This month, the Group of Seven nations, the European Union and Australia together agreed to cap the price of Russian oil at $60 a barrel, as part of an effort to pressure Moscow over the war in Ukraine. The decree late Tuesday said it was a response to “actions that are unfriendly and contradictory to international law by the United States and foreign states and international organizations joining them,” the Reuters news agency reported.
“Deliveries of Russian oil and oil products to foreign entities and individuals are banned, on the condition that in the contracts for these supplies, the use of a maximum price fixing mechanism is directly or indirectly envisaged,” the decree said, adding that the ban would be in place for five months, from Feb. 1 to July 1.
Here’s the latest on the war and its ripple effects across the globe.

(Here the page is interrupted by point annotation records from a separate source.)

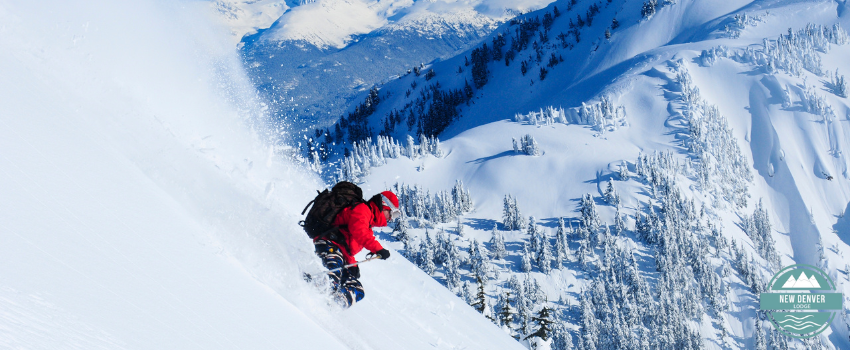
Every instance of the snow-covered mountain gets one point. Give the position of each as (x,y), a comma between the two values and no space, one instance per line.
(721,126)
(351,45)
(144,206)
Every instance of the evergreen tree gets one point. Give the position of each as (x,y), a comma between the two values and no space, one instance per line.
(544,259)
(623,172)
(611,196)
(543,322)
(506,314)
(426,255)
(590,218)
(533,235)
(497,244)
(759,336)
(589,328)
(562,339)
(452,264)
(477,260)
(526,258)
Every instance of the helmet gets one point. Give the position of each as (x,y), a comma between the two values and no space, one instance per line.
(390,201)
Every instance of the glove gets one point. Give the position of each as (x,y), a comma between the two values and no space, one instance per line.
(382,254)
(354,272)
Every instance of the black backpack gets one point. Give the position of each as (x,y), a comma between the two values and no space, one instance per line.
(326,206)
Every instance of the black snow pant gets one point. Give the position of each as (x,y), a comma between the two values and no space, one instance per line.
(345,287)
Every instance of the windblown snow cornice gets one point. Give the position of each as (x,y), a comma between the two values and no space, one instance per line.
(335,23)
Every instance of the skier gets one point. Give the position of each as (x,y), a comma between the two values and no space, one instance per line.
(355,233)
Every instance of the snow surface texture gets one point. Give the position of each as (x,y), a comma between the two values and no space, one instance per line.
(142,208)
(741,110)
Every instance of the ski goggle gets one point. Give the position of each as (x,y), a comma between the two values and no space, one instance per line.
(394,212)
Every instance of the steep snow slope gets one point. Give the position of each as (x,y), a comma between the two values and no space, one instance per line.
(353,44)
(786,119)
(142,207)
(245,17)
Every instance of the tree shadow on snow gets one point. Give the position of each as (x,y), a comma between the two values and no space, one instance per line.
(481,224)
(481,160)
(842,226)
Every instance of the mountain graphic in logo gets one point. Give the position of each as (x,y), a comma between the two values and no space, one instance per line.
(802,282)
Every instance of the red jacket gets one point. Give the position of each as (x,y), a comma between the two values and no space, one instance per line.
(356,226)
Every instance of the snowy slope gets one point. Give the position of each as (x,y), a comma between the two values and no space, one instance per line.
(142,208)
(353,44)
(792,143)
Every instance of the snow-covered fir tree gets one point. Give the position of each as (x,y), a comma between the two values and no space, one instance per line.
(526,258)
(512,218)
(611,196)
(497,244)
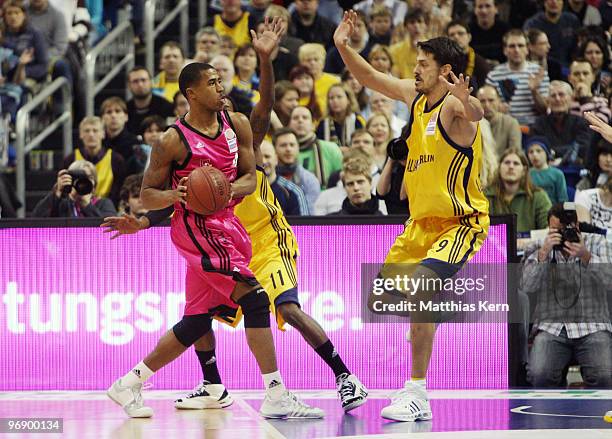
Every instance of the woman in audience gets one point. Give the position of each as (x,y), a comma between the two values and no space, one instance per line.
(361,93)
(286,98)
(301,77)
(342,116)
(312,55)
(596,51)
(20,37)
(245,64)
(513,192)
(379,127)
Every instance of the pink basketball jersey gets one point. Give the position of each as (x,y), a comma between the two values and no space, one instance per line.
(220,151)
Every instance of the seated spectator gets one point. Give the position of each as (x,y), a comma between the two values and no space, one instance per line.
(288,194)
(598,203)
(597,52)
(20,36)
(358,41)
(548,178)
(207,42)
(587,15)
(288,151)
(310,26)
(379,103)
(312,56)
(233,22)
(286,98)
(404,53)
(505,129)
(342,116)
(581,77)
(75,197)
(144,103)
(303,80)
(131,204)
(476,67)
(171,61)
(571,318)
(245,66)
(110,165)
(381,24)
(600,170)
(318,156)
(560,27)
(521,84)
(569,136)
(539,49)
(242,100)
(358,185)
(180,106)
(396,10)
(379,127)
(487,30)
(513,192)
(361,93)
(117,137)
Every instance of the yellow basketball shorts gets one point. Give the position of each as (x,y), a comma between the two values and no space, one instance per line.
(275,268)
(443,245)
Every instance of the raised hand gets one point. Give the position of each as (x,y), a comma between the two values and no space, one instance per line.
(598,125)
(345,29)
(265,43)
(460,87)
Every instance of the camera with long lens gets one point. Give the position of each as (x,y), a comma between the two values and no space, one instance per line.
(80,182)
(397,149)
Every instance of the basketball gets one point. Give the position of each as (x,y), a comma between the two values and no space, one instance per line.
(208,190)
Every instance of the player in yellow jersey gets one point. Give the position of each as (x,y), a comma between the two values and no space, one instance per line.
(273,263)
(448,211)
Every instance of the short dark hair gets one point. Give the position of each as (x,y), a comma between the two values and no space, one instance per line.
(445,51)
(191,75)
(282,132)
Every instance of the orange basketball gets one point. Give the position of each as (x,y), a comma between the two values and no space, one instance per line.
(208,190)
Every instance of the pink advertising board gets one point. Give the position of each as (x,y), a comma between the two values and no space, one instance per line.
(77,310)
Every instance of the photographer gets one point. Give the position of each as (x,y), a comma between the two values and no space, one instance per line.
(567,277)
(73,195)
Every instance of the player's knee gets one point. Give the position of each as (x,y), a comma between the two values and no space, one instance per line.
(191,328)
(256,309)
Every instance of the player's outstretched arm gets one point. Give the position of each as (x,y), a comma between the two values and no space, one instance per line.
(264,46)
(247,177)
(468,107)
(157,175)
(399,89)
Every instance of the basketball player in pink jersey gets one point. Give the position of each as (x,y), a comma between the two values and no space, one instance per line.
(216,247)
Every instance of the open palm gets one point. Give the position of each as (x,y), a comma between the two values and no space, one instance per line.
(267,41)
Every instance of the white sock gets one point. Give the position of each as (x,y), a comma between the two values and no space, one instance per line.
(139,374)
(274,385)
(421,382)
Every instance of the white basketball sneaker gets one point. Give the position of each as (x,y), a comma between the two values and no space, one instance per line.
(130,399)
(408,404)
(205,396)
(288,406)
(352,393)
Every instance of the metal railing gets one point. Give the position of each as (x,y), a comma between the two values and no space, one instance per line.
(114,53)
(151,31)
(24,146)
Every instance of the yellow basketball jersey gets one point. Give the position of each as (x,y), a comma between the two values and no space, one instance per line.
(239,32)
(441,178)
(104,169)
(260,210)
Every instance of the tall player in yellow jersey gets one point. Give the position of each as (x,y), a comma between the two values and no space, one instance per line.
(448,212)
(274,264)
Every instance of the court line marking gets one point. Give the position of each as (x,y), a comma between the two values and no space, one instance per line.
(269,428)
(522,411)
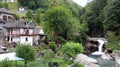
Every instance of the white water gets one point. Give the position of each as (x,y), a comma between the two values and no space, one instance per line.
(100,50)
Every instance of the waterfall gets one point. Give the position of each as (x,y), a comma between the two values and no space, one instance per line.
(101,43)
(100,50)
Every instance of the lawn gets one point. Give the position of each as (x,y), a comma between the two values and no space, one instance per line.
(42,62)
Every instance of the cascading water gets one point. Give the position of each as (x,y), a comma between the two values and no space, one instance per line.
(97,55)
(100,50)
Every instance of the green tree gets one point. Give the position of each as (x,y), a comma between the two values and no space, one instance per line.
(3,5)
(27,52)
(29,15)
(93,16)
(6,63)
(37,16)
(60,22)
(71,49)
(32,5)
(112,16)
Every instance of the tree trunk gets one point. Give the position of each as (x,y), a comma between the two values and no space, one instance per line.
(25,64)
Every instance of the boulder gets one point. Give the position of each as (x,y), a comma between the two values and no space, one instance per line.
(87,61)
(116,55)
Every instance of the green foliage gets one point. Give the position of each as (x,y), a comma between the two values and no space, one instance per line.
(94,17)
(113,41)
(71,49)
(79,65)
(34,4)
(112,16)
(37,16)
(6,63)
(59,22)
(26,51)
(48,54)
(53,46)
(3,5)
(29,15)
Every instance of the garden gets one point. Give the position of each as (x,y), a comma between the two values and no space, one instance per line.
(45,55)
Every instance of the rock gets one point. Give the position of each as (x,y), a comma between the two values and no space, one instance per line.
(87,61)
(116,55)
(106,56)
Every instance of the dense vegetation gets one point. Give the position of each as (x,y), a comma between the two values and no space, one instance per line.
(64,20)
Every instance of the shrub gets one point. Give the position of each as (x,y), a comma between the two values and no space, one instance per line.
(53,47)
(27,52)
(79,65)
(6,63)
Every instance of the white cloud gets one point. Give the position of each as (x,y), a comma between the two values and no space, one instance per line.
(81,2)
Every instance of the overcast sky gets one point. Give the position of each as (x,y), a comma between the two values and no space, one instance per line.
(81,2)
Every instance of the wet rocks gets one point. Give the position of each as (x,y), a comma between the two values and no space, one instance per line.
(87,61)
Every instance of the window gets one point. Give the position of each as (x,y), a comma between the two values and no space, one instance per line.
(5,18)
(10,18)
(8,38)
(11,39)
(26,39)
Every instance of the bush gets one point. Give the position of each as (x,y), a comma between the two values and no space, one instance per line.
(113,41)
(79,65)
(53,47)
(26,52)
(6,63)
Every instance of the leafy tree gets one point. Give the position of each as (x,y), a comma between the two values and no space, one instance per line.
(60,22)
(71,49)
(93,15)
(3,5)
(37,16)
(6,63)
(112,16)
(29,15)
(27,52)
(32,5)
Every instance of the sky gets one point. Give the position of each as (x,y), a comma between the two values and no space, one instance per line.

Captured Russian tanks and equipment are coveted trophies — and a headache: Since the beginning of the war, Ukrainian forces have seized hundreds of Russian tanks, armored personnel carriers and infantry fighting vehicles. They call them “trophies.”
But much of this equipment is in need of repair. While each Ukrainian brigade has a technical unit dedicated to claiming abandoned tanks and equipment, there’s no orderly system for locating and matching spare parts. The result is equipment waiting in repair sites across the country, as forces struggle to find replacement pieces, write The Washington Post’s Samantha Schmidt, Isabelle Khurshudyan and Serhii Korolchuk.
Vadym Ustymenko, a member of a tank unit in Ukraine’s 25th Airborne Assault Brigade, described to The Post the difficulties of dealing with found tanks. “Those you could just start up or only needed a few minutes of work, you could count on one hand,” he said. “Those that needed some repair but would eventually run was another 30 percent probably. And the last 50 percent was junk that requires a whole lot of work.”